Are you guys open to request? Sensei started the thread that introduced Shuji and people have certainly been giving feedback. I don't know if you keep up with thread or not. Sensei did respond a few times on that thread.

I thought, I would start a wish list thread. You might already have some of these on your to do list. I'm wishing and hoping for sooner than later.

1) Please stabilize bluetooth. It's better than Apex in this respect. For no apparent reasons the bluetooth will go off, yet it says it's still connected. When this happens, the bluetooth button becomes grayed out.

2) The music app won't shut off the music once activated.

3) The google map issues which people have been discussing on the original Shuji thread.

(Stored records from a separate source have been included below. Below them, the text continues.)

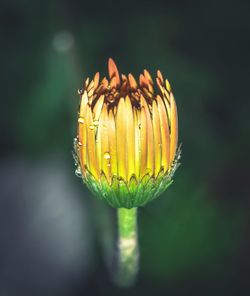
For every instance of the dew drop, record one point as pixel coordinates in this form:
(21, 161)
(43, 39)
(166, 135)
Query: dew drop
(78, 172)
(81, 120)
(106, 155)
(80, 91)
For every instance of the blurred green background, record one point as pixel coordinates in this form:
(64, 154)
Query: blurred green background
(194, 240)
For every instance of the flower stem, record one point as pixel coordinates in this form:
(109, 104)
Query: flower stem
(128, 253)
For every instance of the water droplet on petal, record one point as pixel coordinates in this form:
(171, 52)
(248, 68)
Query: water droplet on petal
(81, 120)
(106, 155)
(80, 91)
(78, 172)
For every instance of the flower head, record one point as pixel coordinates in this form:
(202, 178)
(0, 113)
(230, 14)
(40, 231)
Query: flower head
(126, 145)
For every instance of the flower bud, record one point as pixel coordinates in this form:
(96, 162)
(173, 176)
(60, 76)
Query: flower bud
(126, 144)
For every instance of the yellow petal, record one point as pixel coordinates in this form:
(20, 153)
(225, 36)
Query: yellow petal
(104, 137)
(164, 133)
(91, 147)
(150, 138)
(113, 72)
(121, 120)
(96, 79)
(112, 143)
(132, 81)
(83, 104)
(137, 128)
(168, 86)
(130, 139)
(173, 127)
(143, 142)
(159, 75)
(157, 138)
(98, 108)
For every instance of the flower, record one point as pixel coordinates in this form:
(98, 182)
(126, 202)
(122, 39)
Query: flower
(126, 144)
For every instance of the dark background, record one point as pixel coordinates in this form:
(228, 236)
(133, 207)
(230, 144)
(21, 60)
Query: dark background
(195, 239)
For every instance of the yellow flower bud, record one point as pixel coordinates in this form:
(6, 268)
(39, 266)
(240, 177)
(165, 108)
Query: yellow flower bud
(126, 144)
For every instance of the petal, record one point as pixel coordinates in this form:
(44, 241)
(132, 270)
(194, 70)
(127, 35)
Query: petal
(150, 138)
(91, 145)
(121, 138)
(130, 139)
(112, 143)
(113, 72)
(165, 138)
(173, 127)
(157, 138)
(137, 129)
(104, 137)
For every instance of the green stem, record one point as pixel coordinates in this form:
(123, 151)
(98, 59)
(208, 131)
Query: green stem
(128, 253)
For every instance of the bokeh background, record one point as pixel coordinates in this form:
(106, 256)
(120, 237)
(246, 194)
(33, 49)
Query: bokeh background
(195, 239)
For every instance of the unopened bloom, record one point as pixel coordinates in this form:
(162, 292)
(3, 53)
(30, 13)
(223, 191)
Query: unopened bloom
(126, 144)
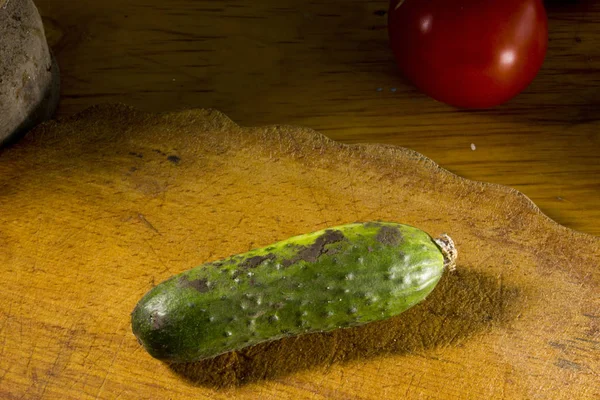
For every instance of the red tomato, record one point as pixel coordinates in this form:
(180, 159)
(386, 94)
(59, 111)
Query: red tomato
(469, 53)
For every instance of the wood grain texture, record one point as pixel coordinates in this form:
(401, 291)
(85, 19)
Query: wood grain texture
(97, 209)
(327, 65)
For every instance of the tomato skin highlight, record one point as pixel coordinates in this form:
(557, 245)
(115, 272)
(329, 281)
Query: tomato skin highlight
(469, 53)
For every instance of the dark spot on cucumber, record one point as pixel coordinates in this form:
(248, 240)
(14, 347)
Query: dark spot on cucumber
(255, 261)
(389, 235)
(157, 321)
(314, 251)
(200, 285)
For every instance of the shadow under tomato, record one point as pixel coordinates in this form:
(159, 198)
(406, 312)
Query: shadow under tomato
(463, 304)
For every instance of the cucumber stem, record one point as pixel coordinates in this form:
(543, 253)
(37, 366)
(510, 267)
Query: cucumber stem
(449, 251)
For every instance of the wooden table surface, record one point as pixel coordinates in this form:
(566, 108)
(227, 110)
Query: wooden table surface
(326, 65)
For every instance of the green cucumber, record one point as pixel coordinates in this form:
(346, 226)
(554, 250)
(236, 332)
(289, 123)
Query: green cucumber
(338, 277)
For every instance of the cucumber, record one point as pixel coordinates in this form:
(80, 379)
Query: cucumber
(339, 277)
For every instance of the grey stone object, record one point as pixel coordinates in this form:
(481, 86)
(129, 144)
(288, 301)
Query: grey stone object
(29, 75)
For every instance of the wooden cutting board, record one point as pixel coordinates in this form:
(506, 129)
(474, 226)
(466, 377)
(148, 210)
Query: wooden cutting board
(98, 208)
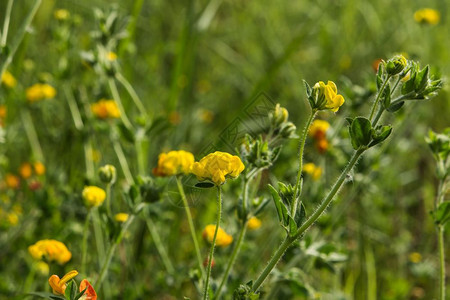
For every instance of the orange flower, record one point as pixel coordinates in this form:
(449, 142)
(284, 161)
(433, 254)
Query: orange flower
(90, 293)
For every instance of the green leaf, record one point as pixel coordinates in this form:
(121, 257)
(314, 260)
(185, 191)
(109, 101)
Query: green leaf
(442, 213)
(204, 185)
(360, 132)
(395, 106)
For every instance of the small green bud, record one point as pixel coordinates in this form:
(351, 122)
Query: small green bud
(107, 174)
(396, 64)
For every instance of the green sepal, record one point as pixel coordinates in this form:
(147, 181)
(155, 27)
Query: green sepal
(360, 132)
(442, 213)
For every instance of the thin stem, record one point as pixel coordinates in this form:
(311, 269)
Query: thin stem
(289, 240)
(84, 243)
(191, 226)
(116, 96)
(298, 190)
(6, 23)
(211, 252)
(132, 93)
(378, 96)
(123, 162)
(159, 247)
(32, 135)
(110, 253)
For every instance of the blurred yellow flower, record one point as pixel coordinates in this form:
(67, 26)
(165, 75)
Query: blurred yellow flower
(8, 80)
(59, 285)
(111, 56)
(329, 91)
(104, 109)
(25, 170)
(39, 168)
(313, 170)
(222, 240)
(427, 16)
(318, 129)
(173, 163)
(121, 217)
(52, 250)
(12, 181)
(415, 257)
(253, 223)
(93, 196)
(40, 91)
(217, 166)
(61, 14)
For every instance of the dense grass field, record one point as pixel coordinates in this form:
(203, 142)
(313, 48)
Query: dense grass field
(315, 198)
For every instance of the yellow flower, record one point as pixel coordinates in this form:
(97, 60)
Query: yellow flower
(313, 170)
(93, 196)
(415, 257)
(8, 79)
(104, 109)
(327, 96)
(39, 168)
(40, 91)
(52, 250)
(427, 16)
(173, 163)
(111, 56)
(121, 217)
(61, 14)
(318, 129)
(222, 240)
(59, 285)
(25, 170)
(253, 223)
(12, 181)
(217, 166)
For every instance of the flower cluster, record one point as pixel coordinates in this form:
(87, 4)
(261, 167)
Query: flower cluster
(93, 196)
(223, 239)
(51, 250)
(40, 91)
(318, 131)
(105, 109)
(427, 16)
(174, 163)
(217, 166)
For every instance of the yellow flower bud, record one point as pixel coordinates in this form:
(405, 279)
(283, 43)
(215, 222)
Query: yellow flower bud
(93, 196)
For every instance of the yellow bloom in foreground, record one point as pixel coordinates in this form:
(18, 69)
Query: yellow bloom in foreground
(318, 129)
(217, 166)
(223, 239)
(39, 168)
(8, 79)
(93, 196)
(40, 91)
(329, 91)
(253, 223)
(52, 250)
(121, 217)
(415, 257)
(105, 109)
(173, 163)
(59, 285)
(313, 170)
(25, 170)
(427, 16)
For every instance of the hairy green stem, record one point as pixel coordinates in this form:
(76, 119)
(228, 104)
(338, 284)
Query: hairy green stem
(159, 246)
(191, 226)
(380, 92)
(213, 245)
(110, 253)
(298, 189)
(288, 241)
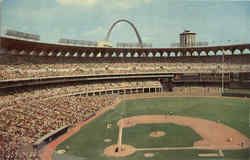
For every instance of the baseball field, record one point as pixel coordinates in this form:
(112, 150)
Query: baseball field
(164, 129)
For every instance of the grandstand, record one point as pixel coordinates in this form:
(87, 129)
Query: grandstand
(48, 89)
(43, 91)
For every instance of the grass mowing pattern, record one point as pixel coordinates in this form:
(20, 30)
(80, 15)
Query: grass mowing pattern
(89, 141)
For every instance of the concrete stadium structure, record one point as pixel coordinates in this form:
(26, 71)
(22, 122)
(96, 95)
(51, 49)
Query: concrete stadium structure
(35, 77)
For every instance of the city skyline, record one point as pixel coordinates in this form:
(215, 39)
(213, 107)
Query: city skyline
(158, 22)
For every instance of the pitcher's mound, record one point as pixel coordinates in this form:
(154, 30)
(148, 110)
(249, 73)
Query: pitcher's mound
(149, 155)
(107, 140)
(125, 150)
(157, 134)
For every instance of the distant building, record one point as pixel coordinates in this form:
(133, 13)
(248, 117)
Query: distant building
(187, 39)
(104, 44)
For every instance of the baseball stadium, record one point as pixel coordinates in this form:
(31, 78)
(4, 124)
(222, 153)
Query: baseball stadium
(86, 100)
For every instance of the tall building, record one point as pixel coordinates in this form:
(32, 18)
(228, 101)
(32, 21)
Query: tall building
(187, 39)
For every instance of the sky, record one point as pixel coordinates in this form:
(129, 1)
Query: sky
(158, 21)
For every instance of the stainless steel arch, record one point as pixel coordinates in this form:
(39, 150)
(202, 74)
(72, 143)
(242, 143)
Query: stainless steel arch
(131, 24)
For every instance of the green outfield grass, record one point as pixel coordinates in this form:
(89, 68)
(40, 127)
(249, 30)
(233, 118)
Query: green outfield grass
(88, 143)
(238, 91)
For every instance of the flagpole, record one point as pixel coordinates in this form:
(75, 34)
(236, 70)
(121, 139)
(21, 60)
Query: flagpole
(222, 72)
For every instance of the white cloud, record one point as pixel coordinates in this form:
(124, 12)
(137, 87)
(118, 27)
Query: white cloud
(104, 4)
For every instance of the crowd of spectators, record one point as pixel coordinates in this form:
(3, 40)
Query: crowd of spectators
(14, 67)
(22, 94)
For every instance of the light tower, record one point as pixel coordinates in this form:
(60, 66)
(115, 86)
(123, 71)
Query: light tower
(187, 39)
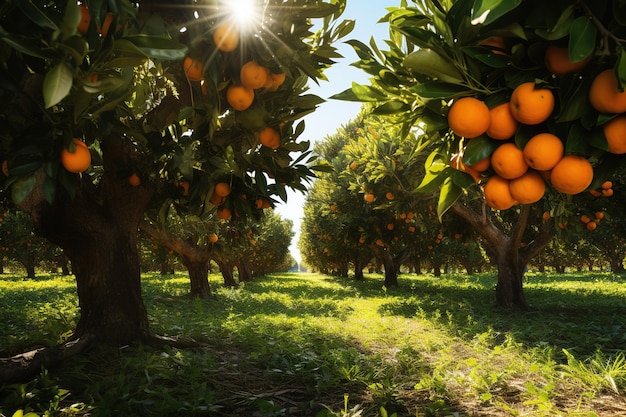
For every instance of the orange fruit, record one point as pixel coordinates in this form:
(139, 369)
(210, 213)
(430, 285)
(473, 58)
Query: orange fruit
(193, 69)
(226, 37)
(508, 161)
(262, 203)
(558, 62)
(85, 19)
(543, 151)
(604, 95)
(572, 175)
(253, 75)
(607, 192)
(469, 117)
(531, 105)
(482, 165)
(528, 189)
(224, 213)
(276, 80)
(239, 97)
(498, 194)
(502, 124)
(134, 180)
(615, 133)
(77, 161)
(221, 189)
(269, 137)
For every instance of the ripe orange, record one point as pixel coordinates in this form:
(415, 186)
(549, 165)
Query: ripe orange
(604, 95)
(221, 189)
(226, 37)
(508, 161)
(469, 117)
(134, 180)
(615, 133)
(531, 105)
(262, 203)
(224, 213)
(482, 165)
(193, 69)
(558, 62)
(269, 137)
(239, 97)
(253, 75)
(502, 124)
(498, 194)
(85, 19)
(77, 161)
(276, 81)
(543, 151)
(528, 189)
(572, 175)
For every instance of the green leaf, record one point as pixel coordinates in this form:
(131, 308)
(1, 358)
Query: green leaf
(159, 48)
(57, 84)
(488, 11)
(449, 194)
(22, 188)
(582, 38)
(478, 149)
(430, 63)
(436, 89)
(486, 56)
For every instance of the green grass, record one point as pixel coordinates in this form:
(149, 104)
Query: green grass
(307, 345)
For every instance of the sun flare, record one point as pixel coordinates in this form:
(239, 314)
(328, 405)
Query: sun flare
(244, 13)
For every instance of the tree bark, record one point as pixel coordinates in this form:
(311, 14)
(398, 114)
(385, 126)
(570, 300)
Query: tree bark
(97, 229)
(195, 258)
(506, 251)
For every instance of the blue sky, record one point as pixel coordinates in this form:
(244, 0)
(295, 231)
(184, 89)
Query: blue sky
(333, 113)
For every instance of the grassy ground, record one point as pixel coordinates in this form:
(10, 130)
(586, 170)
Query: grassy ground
(312, 345)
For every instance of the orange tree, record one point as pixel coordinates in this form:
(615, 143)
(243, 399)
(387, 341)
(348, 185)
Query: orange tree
(535, 87)
(157, 96)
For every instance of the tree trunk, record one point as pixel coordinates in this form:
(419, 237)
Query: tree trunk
(227, 271)
(391, 271)
(97, 229)
(198, 269)
(506, 250)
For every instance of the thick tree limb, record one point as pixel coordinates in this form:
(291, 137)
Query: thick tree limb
(25, 365)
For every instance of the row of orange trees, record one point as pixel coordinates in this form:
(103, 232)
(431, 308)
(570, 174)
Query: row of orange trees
(366, 213)
(550, 71)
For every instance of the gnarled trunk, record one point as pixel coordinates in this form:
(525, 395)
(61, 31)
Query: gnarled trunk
(507, 252)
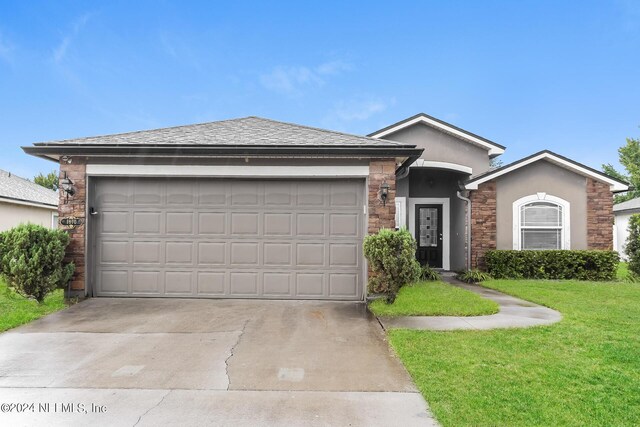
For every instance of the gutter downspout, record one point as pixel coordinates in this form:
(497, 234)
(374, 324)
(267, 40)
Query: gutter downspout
(468, 200)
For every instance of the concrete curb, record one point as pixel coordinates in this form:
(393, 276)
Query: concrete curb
(513, 313)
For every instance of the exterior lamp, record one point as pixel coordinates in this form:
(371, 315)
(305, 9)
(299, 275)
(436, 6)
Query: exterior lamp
(384, 192)
(67, 186)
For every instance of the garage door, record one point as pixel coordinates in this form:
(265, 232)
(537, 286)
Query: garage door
(213, 238)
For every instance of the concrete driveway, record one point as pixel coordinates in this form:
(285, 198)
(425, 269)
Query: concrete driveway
(224, 362)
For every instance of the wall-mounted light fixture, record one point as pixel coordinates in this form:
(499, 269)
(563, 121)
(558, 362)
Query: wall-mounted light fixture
(384, 192)
(66, 185)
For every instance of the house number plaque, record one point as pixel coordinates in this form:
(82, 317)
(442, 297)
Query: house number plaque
(71, 221)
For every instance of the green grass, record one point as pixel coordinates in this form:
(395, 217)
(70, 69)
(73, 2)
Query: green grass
(584, 370)
(16, 310)
(434, 299)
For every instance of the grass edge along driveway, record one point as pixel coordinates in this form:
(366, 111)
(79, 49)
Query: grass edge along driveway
(584, 370)
(434, 298)
(16, 310)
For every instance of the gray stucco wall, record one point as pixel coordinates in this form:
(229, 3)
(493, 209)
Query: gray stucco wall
(539, 177)
(442, 147)
(441, 184)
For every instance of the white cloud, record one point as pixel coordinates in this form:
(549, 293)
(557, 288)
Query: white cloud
(358, 109)
(292, 80)
(60, 51)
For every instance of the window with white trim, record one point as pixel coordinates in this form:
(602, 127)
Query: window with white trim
(541, 221)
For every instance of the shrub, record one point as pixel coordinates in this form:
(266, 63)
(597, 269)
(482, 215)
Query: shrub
(553, 264)
(429, 274)
(473, 276)
(391, 256)
(632, 248)
(32, 260)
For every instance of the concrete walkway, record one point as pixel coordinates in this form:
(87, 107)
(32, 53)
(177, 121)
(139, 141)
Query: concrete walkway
(513, 313)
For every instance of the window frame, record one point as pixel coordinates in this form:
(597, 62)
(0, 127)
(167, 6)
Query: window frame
(565, 237)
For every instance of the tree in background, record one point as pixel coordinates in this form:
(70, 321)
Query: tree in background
(630, 159)
(49, 180)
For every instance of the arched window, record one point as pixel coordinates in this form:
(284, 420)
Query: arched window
(541, 221)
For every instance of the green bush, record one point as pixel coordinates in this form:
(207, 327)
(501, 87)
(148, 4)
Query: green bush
(553, 264)
(632, 249)
(31, 260)
(392, 258)
(473, 276)
(429, 274)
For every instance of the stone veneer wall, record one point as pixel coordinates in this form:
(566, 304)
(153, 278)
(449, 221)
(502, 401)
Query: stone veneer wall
(483, 222)
(599, 215)
(75, 206)
(382, 216)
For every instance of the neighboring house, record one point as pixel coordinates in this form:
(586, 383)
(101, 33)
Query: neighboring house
(255, 208)
(622, 212)
(22, 201)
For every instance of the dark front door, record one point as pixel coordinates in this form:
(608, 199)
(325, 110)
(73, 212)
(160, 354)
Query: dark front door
(429, 235)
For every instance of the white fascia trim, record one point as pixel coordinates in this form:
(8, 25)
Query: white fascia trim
(25, 203)
(566, 217)
(227, 171)
(446, 232)
(615, 185)
(421, 163)
(493, 150)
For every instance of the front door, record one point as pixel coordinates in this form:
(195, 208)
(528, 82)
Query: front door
(429, 235)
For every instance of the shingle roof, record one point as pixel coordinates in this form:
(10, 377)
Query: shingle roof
(15, 188)
(248, 131)
(633, 204)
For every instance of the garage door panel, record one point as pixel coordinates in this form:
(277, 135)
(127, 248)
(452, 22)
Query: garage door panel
(113, 282)
(148, 192)
(178, 282)
(179, 222)
(244, 284)
(114, 222)
(245, 223)
(343, 255)
(147, 222)
(147, 252)
(276, 284)
(180, 192)
(310, 224)
(212, 253)
(146, 282)
(278, 224)
(215, 238)
(245, 253)
(179, 253)
(212, 223)
(211, 283)
(278, 193)
(114, 252)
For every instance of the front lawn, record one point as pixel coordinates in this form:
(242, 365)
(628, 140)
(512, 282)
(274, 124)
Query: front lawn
(434, 299)
(16, 310)
(584, 370)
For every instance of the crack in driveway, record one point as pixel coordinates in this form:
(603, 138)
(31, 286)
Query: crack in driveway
(232, 352)
(153, 407)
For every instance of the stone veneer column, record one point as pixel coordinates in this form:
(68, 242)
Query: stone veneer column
(483, 222)
(380, 216)
(599, 215)
(75, 206)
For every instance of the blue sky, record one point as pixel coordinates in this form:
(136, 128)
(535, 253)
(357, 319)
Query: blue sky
(528, 74)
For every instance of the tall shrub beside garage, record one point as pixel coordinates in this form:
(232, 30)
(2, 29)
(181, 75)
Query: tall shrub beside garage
(632, 248)
(31, 260)
(392, 259)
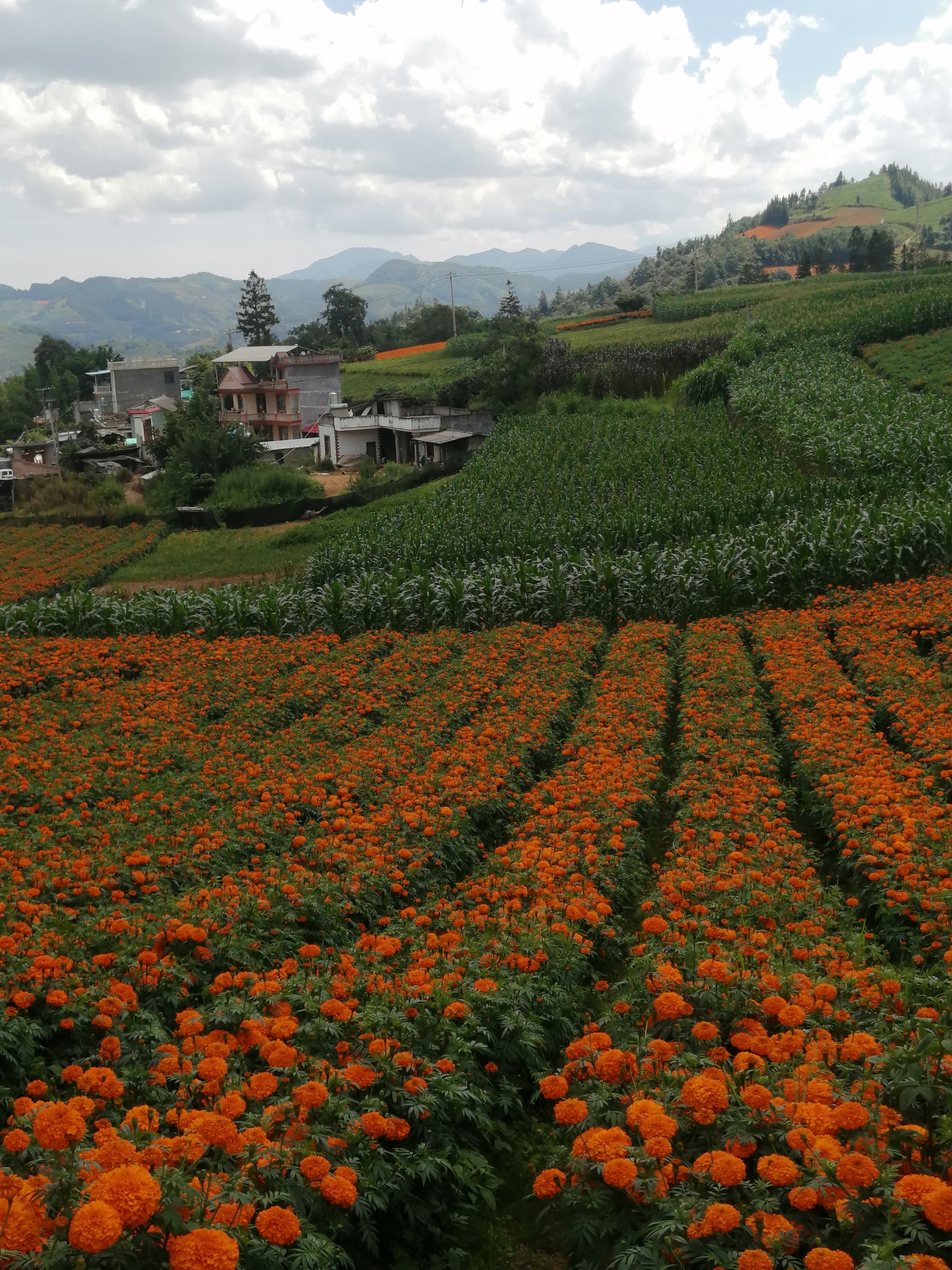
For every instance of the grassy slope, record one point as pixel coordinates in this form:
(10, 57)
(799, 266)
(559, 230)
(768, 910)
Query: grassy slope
(918, 362)
(361, 380)
(256, 552)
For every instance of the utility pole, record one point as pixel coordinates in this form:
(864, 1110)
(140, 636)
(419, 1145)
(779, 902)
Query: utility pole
(452, 303)
(46, 397)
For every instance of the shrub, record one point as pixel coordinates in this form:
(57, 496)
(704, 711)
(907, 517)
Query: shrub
(261, 486)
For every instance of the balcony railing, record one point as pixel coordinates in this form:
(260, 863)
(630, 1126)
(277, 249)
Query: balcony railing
(254, 417)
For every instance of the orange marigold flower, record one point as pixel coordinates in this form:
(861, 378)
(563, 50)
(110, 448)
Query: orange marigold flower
(777, 1170)
(640, 1109)
(704, 1094)
(94, 1227)
(601, 1145)
(726, 1169)
(212, 1070)
(856, 1170)
(278, 1226)
(804, 1198)
(828, 1259)
(572, 1111)
(337, 1010)
(58, 1126)
(721, 1218)
(610, 1066)
(776, 1230)
(659, 1149)
(203, 1250)
(939, 1208)
(131, 1191)
(549, 1183)
(374, 1124)
(310, 1095)
(851, 1115)
(620, 1173)
(339, 1191)
(757, 1097)
(360, 1075)
(397, 1128)
(20, 1222)
(315, 1169)
(672, 1005)
(753, 1259)
(917, 1188)
(657, 1124)
(263, 1085)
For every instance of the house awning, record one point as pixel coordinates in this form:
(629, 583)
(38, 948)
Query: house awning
(442, 438)
(256, 354)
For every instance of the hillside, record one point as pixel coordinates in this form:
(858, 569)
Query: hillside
(553, 873)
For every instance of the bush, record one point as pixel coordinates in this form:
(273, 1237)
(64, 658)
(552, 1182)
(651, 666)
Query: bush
(709, 383)
(261, 486)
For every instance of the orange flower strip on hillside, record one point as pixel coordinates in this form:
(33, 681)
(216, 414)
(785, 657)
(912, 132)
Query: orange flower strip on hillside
(738, 1109)
(881, 808)
(41, 559)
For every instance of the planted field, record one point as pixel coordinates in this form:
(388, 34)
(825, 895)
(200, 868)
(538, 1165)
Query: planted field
(45, 558)
(345, 948)
(919, 362)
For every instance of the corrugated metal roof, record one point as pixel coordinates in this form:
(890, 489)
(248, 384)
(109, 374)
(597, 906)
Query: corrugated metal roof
(442, 438)
(256, 354)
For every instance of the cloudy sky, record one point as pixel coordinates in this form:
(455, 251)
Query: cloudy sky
(159, 138)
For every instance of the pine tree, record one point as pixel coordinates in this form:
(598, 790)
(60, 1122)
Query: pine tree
(510, 305)
(256, 314)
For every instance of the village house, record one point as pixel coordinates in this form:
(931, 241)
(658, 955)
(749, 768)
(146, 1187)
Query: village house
(395, 431)
(296, 393)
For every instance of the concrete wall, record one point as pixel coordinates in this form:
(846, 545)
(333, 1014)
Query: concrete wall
(351, 444)
(314, 384)
(136, 385)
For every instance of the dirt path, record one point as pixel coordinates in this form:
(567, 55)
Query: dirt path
(129, 589)
(334, 483)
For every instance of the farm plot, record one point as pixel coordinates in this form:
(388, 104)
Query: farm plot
(40, 559)
(321, 945)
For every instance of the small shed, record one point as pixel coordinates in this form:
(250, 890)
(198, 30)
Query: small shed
(440, 447)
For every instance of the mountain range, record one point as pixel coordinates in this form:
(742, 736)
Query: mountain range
(148, 317)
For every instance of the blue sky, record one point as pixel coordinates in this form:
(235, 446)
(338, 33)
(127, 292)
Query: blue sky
(272, 133)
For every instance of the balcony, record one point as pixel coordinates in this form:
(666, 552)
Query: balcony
(252, 417)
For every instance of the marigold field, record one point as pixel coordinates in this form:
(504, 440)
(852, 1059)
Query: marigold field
(350, 954)
(39, 559)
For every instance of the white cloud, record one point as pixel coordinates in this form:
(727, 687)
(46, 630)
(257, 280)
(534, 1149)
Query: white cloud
(436, 126)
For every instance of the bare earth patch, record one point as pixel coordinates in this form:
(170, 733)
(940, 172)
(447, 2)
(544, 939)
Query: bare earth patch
(235, 580)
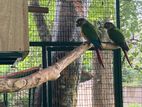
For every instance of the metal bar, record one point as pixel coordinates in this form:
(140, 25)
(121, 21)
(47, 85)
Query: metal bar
(117, 72)
(5, 99)
(38, 9)
(118, 13)
(49, 82)
(117, 66)
(44, 91)
(30, 98)
(55, 43)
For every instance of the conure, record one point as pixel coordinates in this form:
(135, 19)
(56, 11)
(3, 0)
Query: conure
(118, 38)
(91, 35)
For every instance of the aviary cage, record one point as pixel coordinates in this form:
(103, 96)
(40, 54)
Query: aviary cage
(53, 34)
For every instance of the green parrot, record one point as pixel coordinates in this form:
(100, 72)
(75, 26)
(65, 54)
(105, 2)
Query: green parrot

Thanks! I'm really rooting for this rom!


----------



## razorloves (Jun 7, 2011)

thread moved. please only post dev work in the droid x development subforum. thank you.


----------



## salem (Jun 16, 2011)

Can't speak of the first two, as I don't use bluetooth and use PowerAmp for music. However, the google map issue is nothing. Just accept the permissions. Works fine afterwards... I haven't had problems. 
Overall, this is a great rom. I have no intention of going back to cm7 or miui.


----------



## Returner (Jun 7, 2011)

If we could see AOSP lockscreen on this I would be a very happy man


----------



## cubsfan187 (Jul 17, 2011)

If the custom ringtones worked I would have stayed on this longer. That was another little bug that a few people had and there was no fix. It seemed like it was hit or miss on them working. Otherwise, it was a great running rom!


----------



## xrevx (Jul 16, 2011)

"cubsfan187 said:


> If the custom ringtones worked I would have stayed on this longer. That was another little bug that a few people had and there was no fix. It seemed like it was hit or miss on them working. Otherwise, it was a great running rom!


Didn't know about the ringtones. Ill see what I can do about that.


----------



## Total.telecom (Aug 27, 2011)

I just flashed 2.5 about a week ago. The ROM performed better after a few days and seemed to get faster. I liked that!

1. Im having Bluetooth problems when turning the volume up in a call and then i have to reboot to get the Bluetooth to connect. When i turn the Bluetooth volume up on the phone the call ends and Bluetooth no longer works.

2. When taking a picture i cant click on the picture in the corner of the screen and go to gallery, it says gallery not installed

3. when in pictures and want to share one i cant scroll through the sharable applications, which stinks because i want to send them via text most often.


----------